Published in final edited form as: J Psychiatr Res. 2017 Nov 22;97:54–57. doi: 10.1016/j.jpsychires.2017.11.009

Increased systemic microbial translocation is associated with depression during early pregnancy

Zejun Zhou a, Constance Guille b,*, Elizabeth Ogunrinde a, Renyu Liu c, Zhenwu Luo a, Anna Powell d, Wei Jiang a,e,**
PMCID: PMC5742552  NIHMSID: NIHMS925816  PMID: 29179013

Abstract

Plasma level of microbial translocation is a marker of mucosal permeability. Increased mucosal permeability ignites elevated microbial translocation and as a consequence of systemic inflammation. Pregnant women with depression have higher levels of inflammatory markers relative to pregnant women without depression, however, no studies have reported whether systemic microbial translocation will change in depressed women during pregnancy. In this study, we examined the plasma LPS level of depressed women during pregnancy. The results showed that the plasma LPS level was significantly increased in depressed mothers during their 8–12 weeks gestation compared to healthy controls. Compared to 8–12 weeks gestation, the plasma LPS levels were significantly decreased at 24–28 weeks gestation and 6–8 weeks postpartum in both depressed subjects and healthy controls. Furthermore, the plasma levels of pro-inflammatory cytokines (TNF-α and MCP/CCL2) associated with microbial translocation were significantly increased in depressed subjects during 8–12 weeks gestation compared to healthy controls. These results indicate that the level of microbial translocation is increased in depressed women during early pregnancy.

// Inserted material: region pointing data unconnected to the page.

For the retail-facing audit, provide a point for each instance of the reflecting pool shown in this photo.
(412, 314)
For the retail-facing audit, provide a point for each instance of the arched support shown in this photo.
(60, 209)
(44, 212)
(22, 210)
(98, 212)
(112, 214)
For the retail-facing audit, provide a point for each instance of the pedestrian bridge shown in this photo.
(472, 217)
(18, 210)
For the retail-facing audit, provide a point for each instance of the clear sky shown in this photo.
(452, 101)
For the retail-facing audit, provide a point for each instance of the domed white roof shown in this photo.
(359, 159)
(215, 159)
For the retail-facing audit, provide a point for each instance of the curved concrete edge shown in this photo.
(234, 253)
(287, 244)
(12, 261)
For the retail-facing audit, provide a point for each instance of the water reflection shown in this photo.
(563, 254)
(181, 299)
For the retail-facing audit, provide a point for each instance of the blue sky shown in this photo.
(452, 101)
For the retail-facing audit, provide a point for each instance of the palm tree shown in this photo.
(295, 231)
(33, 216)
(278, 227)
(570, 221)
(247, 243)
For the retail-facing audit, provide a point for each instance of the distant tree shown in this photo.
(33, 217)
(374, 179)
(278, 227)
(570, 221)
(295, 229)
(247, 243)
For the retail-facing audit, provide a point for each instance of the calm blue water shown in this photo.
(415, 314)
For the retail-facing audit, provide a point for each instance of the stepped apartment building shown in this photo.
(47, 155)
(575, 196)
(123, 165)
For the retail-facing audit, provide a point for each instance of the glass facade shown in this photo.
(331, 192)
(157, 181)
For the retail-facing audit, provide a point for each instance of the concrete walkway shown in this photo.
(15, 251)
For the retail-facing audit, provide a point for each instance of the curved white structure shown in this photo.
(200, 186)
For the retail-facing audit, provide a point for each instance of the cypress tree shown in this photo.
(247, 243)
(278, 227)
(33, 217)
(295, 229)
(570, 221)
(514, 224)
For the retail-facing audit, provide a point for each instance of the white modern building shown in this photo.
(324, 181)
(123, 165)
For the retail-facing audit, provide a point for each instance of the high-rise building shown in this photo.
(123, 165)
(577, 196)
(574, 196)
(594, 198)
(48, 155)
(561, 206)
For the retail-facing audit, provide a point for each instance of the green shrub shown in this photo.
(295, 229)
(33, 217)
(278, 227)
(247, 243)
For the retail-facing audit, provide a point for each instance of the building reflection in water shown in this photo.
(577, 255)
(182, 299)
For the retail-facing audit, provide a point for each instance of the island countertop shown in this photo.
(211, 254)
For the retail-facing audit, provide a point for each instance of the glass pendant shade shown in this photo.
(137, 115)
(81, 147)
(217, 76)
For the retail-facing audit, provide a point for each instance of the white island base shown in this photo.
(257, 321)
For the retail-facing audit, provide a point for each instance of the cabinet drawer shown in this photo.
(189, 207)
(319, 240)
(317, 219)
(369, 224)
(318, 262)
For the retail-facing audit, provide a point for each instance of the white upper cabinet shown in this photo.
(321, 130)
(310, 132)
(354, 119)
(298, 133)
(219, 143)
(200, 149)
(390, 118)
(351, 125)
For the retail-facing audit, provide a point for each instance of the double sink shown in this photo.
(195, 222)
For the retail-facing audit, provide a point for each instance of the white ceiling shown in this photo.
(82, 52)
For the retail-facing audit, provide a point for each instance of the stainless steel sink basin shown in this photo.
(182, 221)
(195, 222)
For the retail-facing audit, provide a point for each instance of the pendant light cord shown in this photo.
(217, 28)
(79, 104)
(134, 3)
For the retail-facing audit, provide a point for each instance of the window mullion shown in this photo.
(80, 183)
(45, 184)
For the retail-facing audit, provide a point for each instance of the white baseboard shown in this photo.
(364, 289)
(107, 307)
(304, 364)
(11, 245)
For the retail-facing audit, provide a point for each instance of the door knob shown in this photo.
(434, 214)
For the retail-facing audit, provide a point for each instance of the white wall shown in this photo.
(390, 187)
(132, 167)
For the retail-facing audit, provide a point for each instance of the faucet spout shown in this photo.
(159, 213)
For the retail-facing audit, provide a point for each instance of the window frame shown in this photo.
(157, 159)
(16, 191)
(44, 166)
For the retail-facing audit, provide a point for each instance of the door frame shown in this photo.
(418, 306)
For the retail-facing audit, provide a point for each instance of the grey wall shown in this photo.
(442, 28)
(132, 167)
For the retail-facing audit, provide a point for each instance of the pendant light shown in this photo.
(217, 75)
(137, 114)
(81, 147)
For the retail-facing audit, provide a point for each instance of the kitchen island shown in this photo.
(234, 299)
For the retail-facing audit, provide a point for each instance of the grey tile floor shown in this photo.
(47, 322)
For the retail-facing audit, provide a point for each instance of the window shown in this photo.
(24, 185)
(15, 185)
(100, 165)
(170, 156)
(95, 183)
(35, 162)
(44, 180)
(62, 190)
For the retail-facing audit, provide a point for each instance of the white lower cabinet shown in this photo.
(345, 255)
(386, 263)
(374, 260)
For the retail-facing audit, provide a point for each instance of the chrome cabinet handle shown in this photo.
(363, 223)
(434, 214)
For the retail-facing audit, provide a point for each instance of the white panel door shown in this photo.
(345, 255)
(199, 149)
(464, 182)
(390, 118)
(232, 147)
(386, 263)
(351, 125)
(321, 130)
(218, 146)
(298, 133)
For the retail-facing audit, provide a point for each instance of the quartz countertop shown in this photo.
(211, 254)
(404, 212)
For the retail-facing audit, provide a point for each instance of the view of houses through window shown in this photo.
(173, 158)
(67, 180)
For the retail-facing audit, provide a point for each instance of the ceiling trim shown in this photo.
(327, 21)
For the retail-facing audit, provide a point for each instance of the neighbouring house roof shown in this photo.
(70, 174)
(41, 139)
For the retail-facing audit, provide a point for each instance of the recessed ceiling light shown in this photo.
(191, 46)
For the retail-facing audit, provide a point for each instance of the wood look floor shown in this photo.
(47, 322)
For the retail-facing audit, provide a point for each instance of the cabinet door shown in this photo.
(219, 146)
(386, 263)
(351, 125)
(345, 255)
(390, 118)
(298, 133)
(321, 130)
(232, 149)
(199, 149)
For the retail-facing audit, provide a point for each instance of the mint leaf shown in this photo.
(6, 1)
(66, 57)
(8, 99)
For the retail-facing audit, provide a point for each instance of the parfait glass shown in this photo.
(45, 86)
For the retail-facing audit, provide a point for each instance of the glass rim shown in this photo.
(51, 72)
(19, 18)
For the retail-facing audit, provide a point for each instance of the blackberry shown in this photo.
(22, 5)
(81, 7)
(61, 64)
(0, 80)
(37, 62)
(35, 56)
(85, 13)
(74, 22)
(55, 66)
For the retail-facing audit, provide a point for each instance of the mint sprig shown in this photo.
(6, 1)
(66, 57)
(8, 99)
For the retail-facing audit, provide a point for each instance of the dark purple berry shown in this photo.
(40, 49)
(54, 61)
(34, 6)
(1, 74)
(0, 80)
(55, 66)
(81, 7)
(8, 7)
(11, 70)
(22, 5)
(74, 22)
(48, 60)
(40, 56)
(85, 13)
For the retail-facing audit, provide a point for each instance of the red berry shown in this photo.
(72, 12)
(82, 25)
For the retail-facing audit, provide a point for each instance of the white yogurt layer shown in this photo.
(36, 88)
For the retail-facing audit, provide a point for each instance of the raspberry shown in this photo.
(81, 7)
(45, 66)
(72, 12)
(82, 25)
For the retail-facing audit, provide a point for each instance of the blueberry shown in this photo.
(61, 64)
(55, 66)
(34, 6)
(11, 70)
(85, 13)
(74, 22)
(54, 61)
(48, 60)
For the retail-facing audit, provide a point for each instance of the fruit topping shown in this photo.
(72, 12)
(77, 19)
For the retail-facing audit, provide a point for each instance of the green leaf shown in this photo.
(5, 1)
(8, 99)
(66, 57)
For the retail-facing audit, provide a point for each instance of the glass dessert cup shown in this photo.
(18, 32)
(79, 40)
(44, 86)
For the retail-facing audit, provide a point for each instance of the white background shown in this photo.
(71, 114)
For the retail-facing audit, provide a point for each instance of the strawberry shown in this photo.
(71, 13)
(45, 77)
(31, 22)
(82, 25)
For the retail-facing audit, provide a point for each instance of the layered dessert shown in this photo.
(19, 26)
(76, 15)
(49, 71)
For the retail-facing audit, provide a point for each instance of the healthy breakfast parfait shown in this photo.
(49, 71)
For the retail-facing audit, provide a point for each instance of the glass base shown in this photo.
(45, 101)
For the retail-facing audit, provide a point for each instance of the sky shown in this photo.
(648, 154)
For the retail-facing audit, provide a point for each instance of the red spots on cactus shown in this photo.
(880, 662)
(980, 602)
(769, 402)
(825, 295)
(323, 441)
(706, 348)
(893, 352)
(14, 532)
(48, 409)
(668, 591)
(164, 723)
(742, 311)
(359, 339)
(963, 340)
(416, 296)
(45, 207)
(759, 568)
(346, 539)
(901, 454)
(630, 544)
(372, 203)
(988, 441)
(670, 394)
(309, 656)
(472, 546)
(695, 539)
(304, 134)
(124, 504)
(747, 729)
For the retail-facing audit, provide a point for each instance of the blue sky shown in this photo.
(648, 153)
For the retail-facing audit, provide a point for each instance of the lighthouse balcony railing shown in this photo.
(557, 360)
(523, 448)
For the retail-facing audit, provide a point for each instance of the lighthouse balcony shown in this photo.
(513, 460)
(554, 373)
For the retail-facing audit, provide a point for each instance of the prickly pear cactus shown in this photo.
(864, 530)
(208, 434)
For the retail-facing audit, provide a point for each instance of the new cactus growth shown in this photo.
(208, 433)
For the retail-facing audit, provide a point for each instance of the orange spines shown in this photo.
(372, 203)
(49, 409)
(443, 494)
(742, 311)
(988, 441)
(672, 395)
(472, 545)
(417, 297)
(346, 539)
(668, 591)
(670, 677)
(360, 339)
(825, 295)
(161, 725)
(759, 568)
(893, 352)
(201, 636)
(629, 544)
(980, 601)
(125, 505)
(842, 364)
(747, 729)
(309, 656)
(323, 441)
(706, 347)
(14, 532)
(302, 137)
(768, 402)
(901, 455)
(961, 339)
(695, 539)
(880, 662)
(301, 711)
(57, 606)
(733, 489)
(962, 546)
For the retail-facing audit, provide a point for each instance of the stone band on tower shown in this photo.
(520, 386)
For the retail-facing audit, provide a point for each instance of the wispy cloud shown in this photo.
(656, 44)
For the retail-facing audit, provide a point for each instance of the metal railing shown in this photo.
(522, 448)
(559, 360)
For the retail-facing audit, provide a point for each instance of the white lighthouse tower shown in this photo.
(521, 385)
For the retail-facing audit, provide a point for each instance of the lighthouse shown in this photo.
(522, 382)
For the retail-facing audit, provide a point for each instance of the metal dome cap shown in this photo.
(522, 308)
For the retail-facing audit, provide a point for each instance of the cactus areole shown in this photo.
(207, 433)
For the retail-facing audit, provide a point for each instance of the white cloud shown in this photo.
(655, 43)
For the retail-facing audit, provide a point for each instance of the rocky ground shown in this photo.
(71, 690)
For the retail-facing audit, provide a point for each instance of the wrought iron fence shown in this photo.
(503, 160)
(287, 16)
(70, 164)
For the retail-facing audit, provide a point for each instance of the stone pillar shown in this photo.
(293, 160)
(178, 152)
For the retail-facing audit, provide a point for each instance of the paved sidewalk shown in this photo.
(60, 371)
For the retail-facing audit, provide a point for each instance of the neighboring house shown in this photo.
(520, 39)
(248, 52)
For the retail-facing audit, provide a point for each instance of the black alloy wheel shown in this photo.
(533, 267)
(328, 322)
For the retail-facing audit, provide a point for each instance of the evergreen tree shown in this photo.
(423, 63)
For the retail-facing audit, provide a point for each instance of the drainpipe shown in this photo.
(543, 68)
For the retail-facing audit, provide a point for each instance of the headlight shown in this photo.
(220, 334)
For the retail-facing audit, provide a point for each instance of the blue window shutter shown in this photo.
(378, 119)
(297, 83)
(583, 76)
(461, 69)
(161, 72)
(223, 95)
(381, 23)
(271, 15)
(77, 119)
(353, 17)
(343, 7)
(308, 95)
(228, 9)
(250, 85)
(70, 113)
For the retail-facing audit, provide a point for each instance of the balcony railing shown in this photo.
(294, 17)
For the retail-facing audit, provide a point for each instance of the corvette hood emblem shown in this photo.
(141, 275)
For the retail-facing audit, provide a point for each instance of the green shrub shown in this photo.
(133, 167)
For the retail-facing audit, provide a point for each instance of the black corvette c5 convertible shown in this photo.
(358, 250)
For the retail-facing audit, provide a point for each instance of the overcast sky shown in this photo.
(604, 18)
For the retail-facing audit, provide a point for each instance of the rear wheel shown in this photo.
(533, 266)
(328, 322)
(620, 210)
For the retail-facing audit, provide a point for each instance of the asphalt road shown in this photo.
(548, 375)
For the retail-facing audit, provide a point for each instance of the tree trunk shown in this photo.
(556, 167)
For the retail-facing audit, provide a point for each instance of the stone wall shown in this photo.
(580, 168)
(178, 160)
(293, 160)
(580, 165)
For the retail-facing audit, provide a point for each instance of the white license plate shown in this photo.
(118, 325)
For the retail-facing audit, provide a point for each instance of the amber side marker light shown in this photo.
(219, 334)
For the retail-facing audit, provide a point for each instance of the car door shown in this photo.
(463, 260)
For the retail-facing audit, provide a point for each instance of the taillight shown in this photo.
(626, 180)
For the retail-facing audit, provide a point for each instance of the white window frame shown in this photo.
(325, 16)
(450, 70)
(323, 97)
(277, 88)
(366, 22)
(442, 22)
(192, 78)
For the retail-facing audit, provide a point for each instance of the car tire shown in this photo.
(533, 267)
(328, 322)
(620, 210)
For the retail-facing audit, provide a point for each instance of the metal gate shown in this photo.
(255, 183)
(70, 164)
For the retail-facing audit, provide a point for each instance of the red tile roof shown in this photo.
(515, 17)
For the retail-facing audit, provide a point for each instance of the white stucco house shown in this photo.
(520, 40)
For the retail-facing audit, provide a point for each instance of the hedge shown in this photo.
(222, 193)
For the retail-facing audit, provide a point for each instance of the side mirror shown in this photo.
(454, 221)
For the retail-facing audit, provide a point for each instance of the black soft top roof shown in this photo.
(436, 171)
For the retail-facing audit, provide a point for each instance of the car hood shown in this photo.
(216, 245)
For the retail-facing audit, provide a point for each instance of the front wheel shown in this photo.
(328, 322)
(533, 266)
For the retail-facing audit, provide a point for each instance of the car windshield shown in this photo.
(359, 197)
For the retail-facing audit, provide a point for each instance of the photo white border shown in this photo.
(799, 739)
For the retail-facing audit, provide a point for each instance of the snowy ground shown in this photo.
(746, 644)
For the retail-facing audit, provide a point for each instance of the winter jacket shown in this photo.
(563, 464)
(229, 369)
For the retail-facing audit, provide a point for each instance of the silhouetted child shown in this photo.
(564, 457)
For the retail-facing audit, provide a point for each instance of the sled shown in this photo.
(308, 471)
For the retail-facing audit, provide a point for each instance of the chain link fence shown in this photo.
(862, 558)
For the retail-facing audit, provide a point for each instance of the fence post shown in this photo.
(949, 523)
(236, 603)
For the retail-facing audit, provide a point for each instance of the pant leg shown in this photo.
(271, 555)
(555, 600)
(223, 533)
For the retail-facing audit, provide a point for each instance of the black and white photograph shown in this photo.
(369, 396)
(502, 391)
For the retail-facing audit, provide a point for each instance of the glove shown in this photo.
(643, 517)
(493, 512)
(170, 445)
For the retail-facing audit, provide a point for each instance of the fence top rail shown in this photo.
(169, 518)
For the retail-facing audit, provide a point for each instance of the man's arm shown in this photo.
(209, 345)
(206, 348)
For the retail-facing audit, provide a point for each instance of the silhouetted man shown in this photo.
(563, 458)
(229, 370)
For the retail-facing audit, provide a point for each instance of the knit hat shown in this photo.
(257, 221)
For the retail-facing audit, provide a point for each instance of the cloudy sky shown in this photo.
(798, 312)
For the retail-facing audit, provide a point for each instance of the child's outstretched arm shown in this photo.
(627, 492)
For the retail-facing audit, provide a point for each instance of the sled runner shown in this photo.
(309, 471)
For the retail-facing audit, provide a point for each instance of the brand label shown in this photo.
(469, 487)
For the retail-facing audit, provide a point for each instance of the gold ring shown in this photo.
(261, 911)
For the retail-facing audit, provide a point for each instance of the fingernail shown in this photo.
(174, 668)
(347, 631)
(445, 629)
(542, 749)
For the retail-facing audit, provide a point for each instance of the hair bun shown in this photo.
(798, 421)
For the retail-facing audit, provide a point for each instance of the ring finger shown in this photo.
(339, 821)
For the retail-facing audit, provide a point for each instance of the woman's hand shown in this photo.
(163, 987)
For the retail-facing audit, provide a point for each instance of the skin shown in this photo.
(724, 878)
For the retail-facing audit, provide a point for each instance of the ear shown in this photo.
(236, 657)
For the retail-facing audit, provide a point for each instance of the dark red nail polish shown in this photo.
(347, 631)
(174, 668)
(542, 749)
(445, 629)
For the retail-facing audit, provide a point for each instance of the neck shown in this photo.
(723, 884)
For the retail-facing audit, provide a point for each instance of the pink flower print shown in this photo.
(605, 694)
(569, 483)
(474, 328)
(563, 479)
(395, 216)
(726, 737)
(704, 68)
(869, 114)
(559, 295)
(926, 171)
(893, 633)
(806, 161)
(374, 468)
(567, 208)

Keywords: Microbial translocation, Peripartum depression, Mucosal permeability, Inflammation

1. Introduction

Peripartum depression is a debilitating mood disorder that occurs in 8–15% of childbearing women (Byatt et al., 2016; Robakis et al., 2015). Although several psychosocial risk factors have been identified, a substantial proportion of the risk for the disorder remains unexplained and biological contributors are unclear (Babb et al., 2015). Dysregulation of the innate immune system is thought to be important in the etiology of major depression (Miller et al., 2009). Pregnant women with depression have higher levels of inflammatory markers during pregnancy, compared to non-depressed pregnant women (Osborne and Monk, 2013) but it is unclear what may be triggering this inflammatory cascade.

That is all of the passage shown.